Along with their military duties, soldiers actually act as tour guides for visitors who pour in by the busload, snap souvenir photos of the sky-blue barracks of Panmunjom’s iconic “Conference Row” and absentmindedly sip bottled water as they are lectured on Korea War history. At times, North and South Korean briefers can be seen leading their groups just meters away from each other, on either side of the line.
“People just see us as tour guides with guns,” Cpl. Jon West, of Tallahassee, Florida, said as he and about a dozen other soldiers ate dinner at “Sanctuary Club,” the Camp Bonifas mess. “It’s really not that. You’re ready all the time.”
But U.S. troops in Korea — who go by the motto “Fight Tonight” — are gradually pulling back from the DMZ.
Strapped by more than a decade of expensive wars in Iraq and Afghanistan, the U.S. military is downsizing and preparing for fundamental readjustments under a soon-to-be-slashed budget. Last month, Defense Secretary Leon Panetta announced that will mean a leaner, more agile posture around the world.
South Korea is feeling the changes already.

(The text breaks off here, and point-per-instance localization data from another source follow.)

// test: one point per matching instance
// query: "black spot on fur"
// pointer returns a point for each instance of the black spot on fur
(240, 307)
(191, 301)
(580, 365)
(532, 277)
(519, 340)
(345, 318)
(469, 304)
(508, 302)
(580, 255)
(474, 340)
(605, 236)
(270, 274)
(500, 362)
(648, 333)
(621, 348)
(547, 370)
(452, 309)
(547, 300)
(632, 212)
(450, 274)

Most of the U.S. forces here are to be repositioned to consolidated bases south of Seoul by 2016. In three years, South Korea will assume operational command — meaning it will be in charge if a conflict erupts.
In the DMZ, the South Korean army already makes up 90 percent of the 750 soldiers deployed to the Joint Security Area. For them and the 70 or so U.S. soldiers who remain under Taylor’s command, life is calm, but uneasy.
“I got here three days before Kim Jong Il died,” said Pfc. Jessica Reyes, 23, of San Dimas, California. “I didn’t know what to expect. Even on practice drills, you wonder if maybe this time will be it. It still gets you every time.”